‘Never underestimate the power of ignorance.” I came across this thought while looking for something to watch late at night after the television news on the horrors in Gaza, Ukraine, Sudan and the Los Angeles fires.
The quote comes from an old episode of my friend Paul Whitehouse’s The Fast Show. It applies, among many other things, to the background to the re-election of the criminal Donald Trump, and the continuing damage being wrought upon itself by a British electorate, 37% of whom voted, in frustration at other economic and social problems, for Brexit. With few exceptions they did not know what they were letting themselves in for; but they do now.
Now, I did not get where I am today by reading Trump’s mind or forecasting what he is going to do on day one after his inauguration on Monday. But to quote a recent motion picture it is hardly going to be A Quiet Place: Day One.
All these threats about retaking the Panama Canal, making Canada into the 51st state and taking over Greenland, may, one hopes, turn out to be fantasies. But for a Nato country, the United States, to invade a Nato territory, Greenland, would be something else.
We know what Trump and his (current) accomplice Elon Musk think of checks and balances. One is reminded of Franklin D Roosevelt’s re-election speech in 1936 when he said: “We had to struggle with the old enemies of peace – business and financial monopoly, speculation, reckless banking, class antagonism … They had begun to consider the government of the United States as a mere appendage to their own affairs. We know now that government by organised money is just as dangerous as government by organised mob.”
Apparently Musk does not wish to stop there. He reportedly wants to unseat Keir Starmer and “liberate” Britain from “its tyrannical government”.
Now, our government is certainly up against it economically, but, despite my criticisms of the way Rachel Reeves has gone about her chancellorship, I think there is a certain amount of hysteria in the air when it comes to recent reporting. In modern globalised financial markets, most leading economies have been affected, when it comes to government borrowing, by the repercussions of panic in the bond market, but the idea that the UK should be considering further cuts in public spending at a time like this is dangerous.
Comparisons have been made between Reeves’s recent trip to China and 1976, when chancellor Denis Healey had to “turn back at the airport” with the pound under pressure instead of flying to Manila for an IMF meeting. Whether Reeves should have been cultivating Chinese investment is a moot point; these are deep waters. But there was a serious crisis in 1976, when inflation was running close to 25%. The present inflation rate of 2.5% is hardly in the same league. None the less, demand in the economy is weak, and the last thing we need are further cuts when the impact of austerity is all around us. If anything, we need lower interest rates.
But we certainly need growth, and it is about time the prime minister and chancellor recognised that their “red lines” approach to the EU – that is, no return to the customs union or single market – is counterproductive and actually inhibiting the achievement of their growth effort.

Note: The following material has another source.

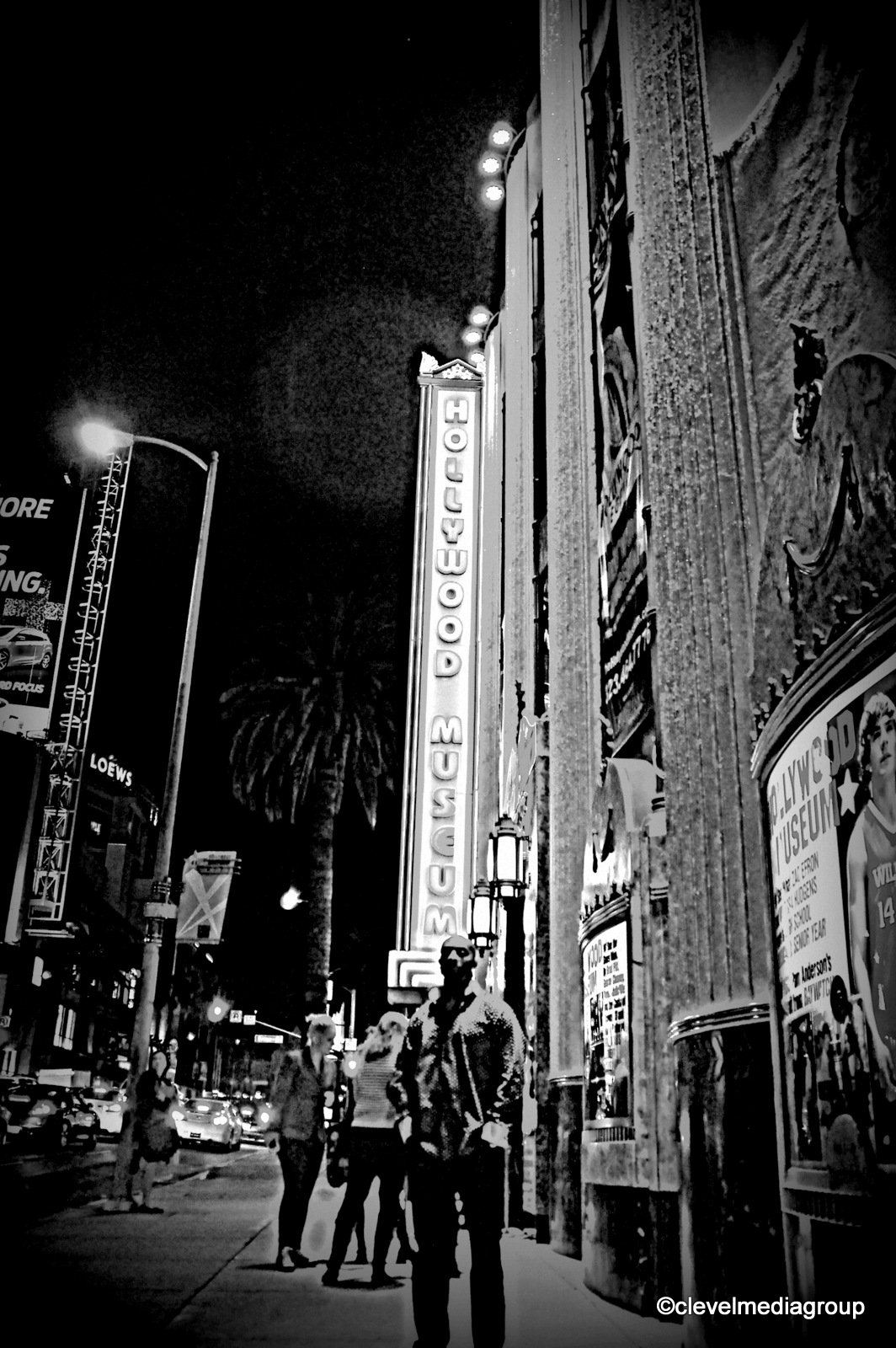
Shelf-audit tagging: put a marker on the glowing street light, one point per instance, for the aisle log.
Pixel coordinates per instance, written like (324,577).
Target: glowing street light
(500,135)
(98,437)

With further enlargement of the EU on the cards, not least with regard to Ukraine, Andrew Duff, a former member of the European Parliament and now senior fellow at the European Policy Centre, points out there are potential opportunities for improving trade and growth through enlargement, just as there were with the original efforts to build the single market. (By the way, it would be strange for the UK to support the entry of Ukraine to the EU while remaining outside itself!)
Which brings us to the obvious problem of fear of the inappropriately named Reform party, whose leaders seem to worship Trump and Musk, whatever the latter thinks of them.
These are the people who gave the country Brexit, with all manner of misleading promises about sovereignty and regaining control. They claim to be devout patriots while accepting funds from anywhere. They have actually worked against the national interest by departing from our nearest, largest and most important market, with dramatically bad effect on our trade, standard of living and, yes, economic growth.
Far from finding benefits by “freeing” us from Brussels bureaucracy they have superimposed a lot more bureaucracy: just ask any trader or businessperson how they feel.
Over the years the British people have changed their minds many times about Europe. Opinion polls show that they are ready to do that again – and not before time.